Mucho peor que todo lo anterior, y a lo que especialmente decimos hoy adiós, es la utilización del asesinato como instrumento político. En la retórica del PRI se asegura que su principal aportación al desarrollo mexicano fue la instauración de la paz social. Es documentable lo contrario. Se trató de la paz de los sepulcros. Es posible encontrar huella segura de atrocidades mortales en cada sexenio, quizá en cada uno de los años del priismo que nació con el presidente Miguel Alemán. El mejor opositor o disidente era el disidente u opositor muerto. Fueron asesinados muchos que tomaron las armas contra el gobierno. Pero muchos más que no lo hicieron, para silenciarlos, para atemorizar a otros, para simplemente quitarlos de en medio.
Una visión corta, un desdén para los de abajo, una deliberada falta de memoria hizo suponer que el crimen político había retornado a México en 1994, cuando fueron ultimados Luis Donaldo Colosio y José Francisco Ruiz Massieu. Los suyos fueron casos sobresalientes, pero no aislados ni iniciales. Tampoco, por desgracia, fueron los últimos. El poder que mata es el que estamos dejando atrás, al que decimos adiós.
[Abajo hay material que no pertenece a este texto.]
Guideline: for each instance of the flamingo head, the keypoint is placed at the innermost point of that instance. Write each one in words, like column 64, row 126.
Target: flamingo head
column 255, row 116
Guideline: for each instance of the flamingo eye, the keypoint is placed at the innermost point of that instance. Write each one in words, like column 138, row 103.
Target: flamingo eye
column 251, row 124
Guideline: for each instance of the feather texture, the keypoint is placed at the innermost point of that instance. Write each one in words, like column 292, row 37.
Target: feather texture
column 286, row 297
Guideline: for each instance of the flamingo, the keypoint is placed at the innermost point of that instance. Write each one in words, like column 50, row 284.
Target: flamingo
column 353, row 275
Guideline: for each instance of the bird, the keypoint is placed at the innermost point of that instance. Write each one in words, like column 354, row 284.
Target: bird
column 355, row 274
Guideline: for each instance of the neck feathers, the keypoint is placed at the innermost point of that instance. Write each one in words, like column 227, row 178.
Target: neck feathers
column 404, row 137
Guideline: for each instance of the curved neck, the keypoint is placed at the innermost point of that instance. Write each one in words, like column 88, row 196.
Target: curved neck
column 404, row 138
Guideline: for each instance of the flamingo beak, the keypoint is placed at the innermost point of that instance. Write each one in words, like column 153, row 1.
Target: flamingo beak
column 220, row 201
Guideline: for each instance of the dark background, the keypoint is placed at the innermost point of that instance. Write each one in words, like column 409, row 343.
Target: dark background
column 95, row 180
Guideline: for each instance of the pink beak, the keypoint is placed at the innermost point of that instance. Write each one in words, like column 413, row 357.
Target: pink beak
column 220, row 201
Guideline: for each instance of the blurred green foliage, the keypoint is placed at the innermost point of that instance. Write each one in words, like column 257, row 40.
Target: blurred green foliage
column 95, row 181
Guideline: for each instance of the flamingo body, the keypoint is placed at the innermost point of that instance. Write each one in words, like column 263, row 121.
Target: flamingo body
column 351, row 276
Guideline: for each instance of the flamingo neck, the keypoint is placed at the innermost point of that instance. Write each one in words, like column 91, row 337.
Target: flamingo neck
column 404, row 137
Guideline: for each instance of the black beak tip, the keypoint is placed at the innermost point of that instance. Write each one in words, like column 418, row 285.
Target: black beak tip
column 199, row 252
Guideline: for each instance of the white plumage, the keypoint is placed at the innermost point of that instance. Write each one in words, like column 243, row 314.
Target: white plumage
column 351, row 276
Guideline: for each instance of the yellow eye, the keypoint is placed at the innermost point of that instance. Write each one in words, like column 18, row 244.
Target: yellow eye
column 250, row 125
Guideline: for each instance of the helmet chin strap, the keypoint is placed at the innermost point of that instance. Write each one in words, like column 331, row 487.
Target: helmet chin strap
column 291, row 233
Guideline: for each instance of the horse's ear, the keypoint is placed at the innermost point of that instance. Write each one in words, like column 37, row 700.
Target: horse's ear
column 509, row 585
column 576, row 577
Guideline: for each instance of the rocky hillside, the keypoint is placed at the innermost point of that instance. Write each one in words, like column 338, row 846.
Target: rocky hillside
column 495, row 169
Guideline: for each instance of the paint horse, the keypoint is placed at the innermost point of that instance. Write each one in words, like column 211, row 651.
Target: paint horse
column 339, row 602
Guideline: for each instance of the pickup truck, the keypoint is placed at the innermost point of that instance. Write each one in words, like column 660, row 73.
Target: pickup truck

El presidente Zedillo llegó a su cargo precisamente como consecuencia de esa herencia negra. No pudo deshacerse de ella. Es verdad que hizo aprehender a Raúl Salinas, por un homicidio al que no fue ajeno el poder presidencial (así fuera solamente por la participación de miembros del estado mayor en la conjura que desembocó en el homicidio a las afueras del hotel Casablanca y el encubrimiento de la verdad en las averiguaciones previas). Pero aunque se va con las manos limpias de sangre, no se marcha habiendo cumplido a plenitud sus responsabilidades en este campo, donde la impunidad campea.
Por eso le decimos adiós con sequedad. Por eso decimos adiós al PRI con regocijo.
CAJÓN DE SASTRE
Por supuesto, no se producirá una parálisis gubernamental cuando a la medianoche de hoy cesen en sus funciones el presidente de la República y los secretarios que hayan presentado a su propio jefe la renuncia. El resto del aparato oficial continuará en funciones casi a plenitud el lunes próximo, después del asueto obligatorio de mañana y del descanso finsemanal. Los funcionarios tienen responsabilidades que no pueden abandonar simplemente porque supongan o sepan que serán sustituidos. Y el Presidente electo ha sido enfático, en ese mismo ánimo de promover certezas en el empleo y continuidad en la acción gubernamental, que cuenta con los servidores públicos para que el relevo presidencial se perciba lo menos posible en la acción administrativa cotidiana.